フランスの暮らしに浸透しているマルシェ。食料品を中心に、衣類、雑貨など色々なものが売られている市場のことです。パリだけでも80以上のマルシェがあり、市民の日所生活に欠かせないものとなっています。〈クウネル・サロン〉プレミアムメンバーの松永加奈さんもマルシェが大好きだそうです。
野菜や果物、肉、魚、チーズなどの食材から、お惣菜、衣類、日用雑貨に至るまで、さまざまなお店が並ぶマルシェは、フランス生活に欠かせない存在。そしてフランス人が大好きな場所でもあります。今回は、普段使いのマルシェでの食材調達の様子をご紹介します。
パリ市内に数十軒あるマルシェは、屋外に定期的に立つものと、屋内に常設されたものがあり、営業時間や曜日もそれぞれ違います。また「BIO専門」「お惣菜が豊富」「安い」などそれぞれに特徴が。私は週に1~2回、歩いて15分ほどの屋外マルシェへ通っています。ここは料理人の方も多く訪れる「食材の多彩さ」が特徴です。そしてマルシェの魅力はなんといっても、新鮮な旬の素材が並ぶこと。春には「白アスパラが出た!」、夏が終われば「そろそろキノコだよね」と、マルシェで季節を感じながら、みんなが旬の味を心待ちにしています。

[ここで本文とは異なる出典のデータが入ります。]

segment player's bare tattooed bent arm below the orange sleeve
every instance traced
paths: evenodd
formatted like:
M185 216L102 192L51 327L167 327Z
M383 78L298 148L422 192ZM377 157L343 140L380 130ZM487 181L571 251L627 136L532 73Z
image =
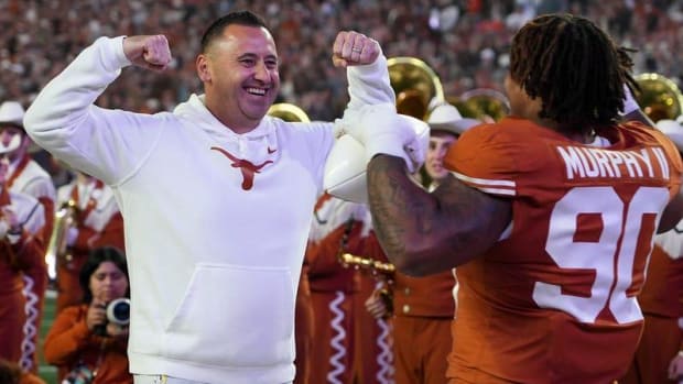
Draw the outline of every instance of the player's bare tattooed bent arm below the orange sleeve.
M378 155L368 165L375 231L389 260L413 276L433 274L480 255L512 217L508 200L448 177L432 194L409 179L405 162Z

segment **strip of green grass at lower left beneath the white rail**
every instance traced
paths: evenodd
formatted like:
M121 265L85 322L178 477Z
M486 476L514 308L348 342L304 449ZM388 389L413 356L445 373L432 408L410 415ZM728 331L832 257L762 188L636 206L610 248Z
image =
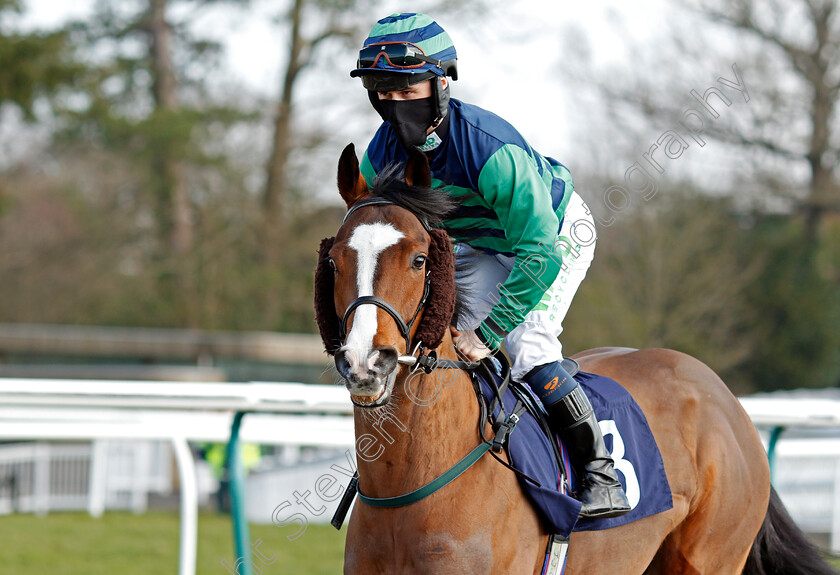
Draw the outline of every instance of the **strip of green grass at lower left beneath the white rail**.
M178 515L85 513L0 516L0 572L37 575L162 575L178 572ZM295 541L292 527L252 525L251 541L271 565L263 574L335 575L342 572L344 535L329 525L309 525ZM199 575L227 575L233 564L229 517L202 514L198 523ZM258 562L259 565L259 562Z

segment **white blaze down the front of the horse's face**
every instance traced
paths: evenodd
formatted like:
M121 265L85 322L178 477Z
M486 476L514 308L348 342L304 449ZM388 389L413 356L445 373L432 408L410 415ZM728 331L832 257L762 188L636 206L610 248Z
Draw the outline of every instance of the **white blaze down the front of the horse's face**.
M391 224L375 223L358 226L350 236L348 245L356 251L356 284L359 296L373 295L373 277L379 255L403 238L403 233ZM373 336L378 326L374 305L364 304L356 308L353 315L353 329L347 336L345 349L347 359L353 368L368 366L365 360L373 347ZM353 357L355 356L355 357Z

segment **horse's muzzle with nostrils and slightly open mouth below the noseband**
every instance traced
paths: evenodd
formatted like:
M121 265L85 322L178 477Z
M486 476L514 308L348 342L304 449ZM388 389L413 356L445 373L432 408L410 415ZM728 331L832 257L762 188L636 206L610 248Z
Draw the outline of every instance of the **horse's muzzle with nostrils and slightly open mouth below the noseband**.
M390 346L377 347L365 358L346 346L336 352L335 368L344 378L354 404L378 407L388 402L398 357L397 350Z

さて、買う際には並んで順番を待ちます(これは鉄則)。自分の番になれば右へ左へ移動しながら欲しいものを伝え、お店の人がピックアップするのが基本。重さが分からなければ「このくらい」と手で表すなど、とにかく伝わればOKです。慣れていなかった頃は、手順が分からず焦っていましたが、今では身振り手振りも交えてクリアする術を身に付けました。そして帰宅すると、大量の土付き野菜を洗ったり、大きな肉の塊を切って冷凍したりと大忙し。買ったばかりの人参などをぽりぽりかじりながら作業しますが、終わるとソファに倒れ込む…と、毎回なかなかの重労働です。
みんながマルシェを好きな理由は「おいしいものが買える」ということももちろんですが、お店の人とのやり取りも楽しみの1つかもしれません。後ろに人が並んでいてもお構いなしで会話を続ける人もいて、おしゃべり好きなフランス人らしいなあ、と待ちながら思います。私もお店で調理方法を教えてもらったり、ちょっとしたやり取りをすると「これでまた半歩くらいはパリジェンヌに近づけたかな?」と帰り道の足取りが少し軽くなり、マルシェ通いがまた好きになるのです。